A Espanha planeja considerar o coronavírus como uma doença endêmica, uma posição que a OMS e vários especialistas consideram prematura, mas que abriu o debate entre governos que precisam de normalidade e uma comunidade médica que defende manter a guarda.

O governo de esquerda espanhol tem sido o mais enfático em falar abertamente sobre tomar medidas para começar a considerar o coronavírus como uma doença a se conviver normalmente, como a gripe, sempre esclarecendo, porém, que não era um passo iminente.

A Espanha “trabalha com a comunidade científica” para, quando chegar o momento, “passar da gestão da pandemia para a gestão de uma doença que esperamos que a ciência possa tornar endêmica”, reiiterou o presidente do governo espanhol, Pedro Sánchez, em coletiva de imprensa com o seu colega alemão, Olaf Scholz.

A variante ômicron multiplicou os casos como nenhuma outra, mas sem tantas mortes ou internações, o que levou muitos governos a aliviar as restrições em meio à sexta onda, dando alguns passos na direção que a Espanha aponta.

No entanto, o diretor-geral da Organização Mundial da Saúde (OMS), Tedros Adhanom Ghebreyesus, respondeu na terça-feira que a pandemia “está longe de terminar”, alertando que “é provável que surjam novas variantes”.

A OMS também alertou contra a tentação de minimizar uma doença endêmica.

“Endêmico por si só não significa que seja bom; endêmico significa apenas que está aqui para sempre”, disse o diretor de emergências da OMS, Michael Ryan, em uma sessão virtual do Fórum Econômico Mundial na terça-feira, citando a malária como exemplo.
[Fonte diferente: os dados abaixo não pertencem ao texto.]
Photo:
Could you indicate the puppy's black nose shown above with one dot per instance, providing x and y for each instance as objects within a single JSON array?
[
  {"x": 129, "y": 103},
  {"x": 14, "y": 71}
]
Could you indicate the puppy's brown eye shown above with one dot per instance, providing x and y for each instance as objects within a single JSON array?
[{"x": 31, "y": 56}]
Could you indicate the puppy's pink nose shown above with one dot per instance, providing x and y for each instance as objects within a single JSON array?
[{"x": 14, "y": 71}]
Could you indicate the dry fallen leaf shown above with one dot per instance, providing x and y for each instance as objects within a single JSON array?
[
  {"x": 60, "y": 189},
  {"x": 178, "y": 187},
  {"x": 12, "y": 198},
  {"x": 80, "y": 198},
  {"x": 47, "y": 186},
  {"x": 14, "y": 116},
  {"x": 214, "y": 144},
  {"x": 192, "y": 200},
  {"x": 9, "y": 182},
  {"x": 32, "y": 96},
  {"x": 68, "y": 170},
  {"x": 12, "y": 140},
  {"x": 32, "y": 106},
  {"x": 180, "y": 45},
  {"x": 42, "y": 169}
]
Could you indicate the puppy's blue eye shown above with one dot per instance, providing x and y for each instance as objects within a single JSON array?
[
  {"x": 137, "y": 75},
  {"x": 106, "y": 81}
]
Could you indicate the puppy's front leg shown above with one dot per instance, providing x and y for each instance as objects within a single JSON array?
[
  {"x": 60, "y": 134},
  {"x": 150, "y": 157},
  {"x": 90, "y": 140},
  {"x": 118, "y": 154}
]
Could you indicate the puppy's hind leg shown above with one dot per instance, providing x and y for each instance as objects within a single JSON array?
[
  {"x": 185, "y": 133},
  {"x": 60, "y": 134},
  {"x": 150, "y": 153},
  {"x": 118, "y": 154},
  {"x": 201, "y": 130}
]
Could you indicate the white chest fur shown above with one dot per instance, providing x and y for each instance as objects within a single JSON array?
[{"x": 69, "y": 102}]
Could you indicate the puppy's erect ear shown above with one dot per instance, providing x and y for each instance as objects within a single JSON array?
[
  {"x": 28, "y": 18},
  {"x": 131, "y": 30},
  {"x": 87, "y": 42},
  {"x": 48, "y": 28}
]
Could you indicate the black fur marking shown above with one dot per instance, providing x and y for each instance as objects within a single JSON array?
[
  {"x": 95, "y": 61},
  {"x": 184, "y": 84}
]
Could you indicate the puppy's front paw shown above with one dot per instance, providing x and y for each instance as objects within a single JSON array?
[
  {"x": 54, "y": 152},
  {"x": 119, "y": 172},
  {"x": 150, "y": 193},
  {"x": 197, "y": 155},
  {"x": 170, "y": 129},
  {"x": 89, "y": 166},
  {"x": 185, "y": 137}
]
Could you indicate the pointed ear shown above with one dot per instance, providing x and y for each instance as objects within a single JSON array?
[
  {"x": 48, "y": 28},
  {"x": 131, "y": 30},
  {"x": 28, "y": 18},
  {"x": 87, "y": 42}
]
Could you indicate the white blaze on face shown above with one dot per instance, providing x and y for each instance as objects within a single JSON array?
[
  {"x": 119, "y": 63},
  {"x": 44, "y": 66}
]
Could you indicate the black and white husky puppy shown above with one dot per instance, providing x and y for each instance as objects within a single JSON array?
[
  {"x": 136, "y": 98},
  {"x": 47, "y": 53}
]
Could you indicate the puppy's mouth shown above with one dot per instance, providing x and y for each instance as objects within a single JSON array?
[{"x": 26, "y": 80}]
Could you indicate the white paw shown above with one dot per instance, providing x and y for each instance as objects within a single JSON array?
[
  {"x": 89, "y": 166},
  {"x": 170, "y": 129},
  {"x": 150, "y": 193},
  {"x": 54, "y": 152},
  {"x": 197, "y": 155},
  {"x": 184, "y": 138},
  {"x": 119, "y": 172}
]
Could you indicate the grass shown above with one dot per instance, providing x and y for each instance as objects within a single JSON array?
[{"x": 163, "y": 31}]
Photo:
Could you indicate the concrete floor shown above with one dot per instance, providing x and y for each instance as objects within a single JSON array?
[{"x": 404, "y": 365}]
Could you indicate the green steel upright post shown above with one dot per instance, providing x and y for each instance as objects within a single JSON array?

A Espanha está em boa posição para abrir o debate, pois possui uma das maiores taxas de vacinação do mundo, com 90,5% de sua população acima de 12 anos totalmente imunizada. “Com uma alta taxa de vacinação, a pandemia pode ser superada melhor”, admitiu o chanceler alemão.

– “Falsas ilusões” –

Para Fernando García, do Centro Nacional de Epidemiologia e porta-voz da Associação de Saúde Pública de Madri, falar de uma endemia neste momento “é criar falsas ilusões”.

“Estamos caminhando para tornar o vírus mais endêmico, mas acho que não podemos dizer que já chegamos a essa situação”, disse Marco Cavaleri, chefe da estratégia de vacinação da Agência Europeia de Medicamentos (EMA).

Não há fronteira numérica de casos que separe uma epidemia de uma endemia.

“Epidemia é quando há um surto de casos muito importante, acima do normal, que é o que estamos vivenciando desde o início de 2020. E endemias são casos que podem ter um comportamento sazonal, mas que não pressionam o sistema de saúde”, estimou. Dr. Garcia.

Nem está escrito que um vírus evoluirá para causar menos danos.

“A gravidade futura permanece uma grande incógnita. Não há lei que dite que um vírus deve se tornar mais leve”, sustenta Antoine Flahault, diretor do ISG (Institute of Global Health) de Genebra, no Twitter.

– Sintomas leves e poucas hospitalizações –

Quando o coronavírus for endêmico, “a maioria das pessoas terá sintomas leves, haverá alguns que sofrerão complicações que os levarão ao hospital e morrerão”, disse o Dr. García.

“Nunca acontecerá que um quarto dos leitos em unidades de terapia intensiva estejam ocupados por covid, nem 5%. Provavelmente será atendido no campo da atenção primária”.

A Espanha tem atualmente mais de 23% dos leitos de unidade de terapia intensiva ocupados por pacientes de covid, e mais de 91 mil pessoas morreram desde o início da pandemia em março de 2020, 2.610 delas entre 17 de dezembro e 18 de janeiro.

Outros profissionais, por outro lado, se alinharam com o governo espanhol.

“Vamos parar de testar pessoas saudáveis com sintomas leves, vamos parar de rastrear e testar seus contatos, vamos abandonar o isolamento e a quarentena”, escreveu um painel da Sociedade Espanhola de Medicina de Família e Comunidade (Semfyc) em janeiro em um artigo intitulado “Rumo ao fim da excepcionalidade”.

“Todas essas atividades, que faziam sentido no passado, vão ser superadas com a imunidade adquirida (tanto por infecção quanto por vacinação) e a chegada da ômicron”, disseram.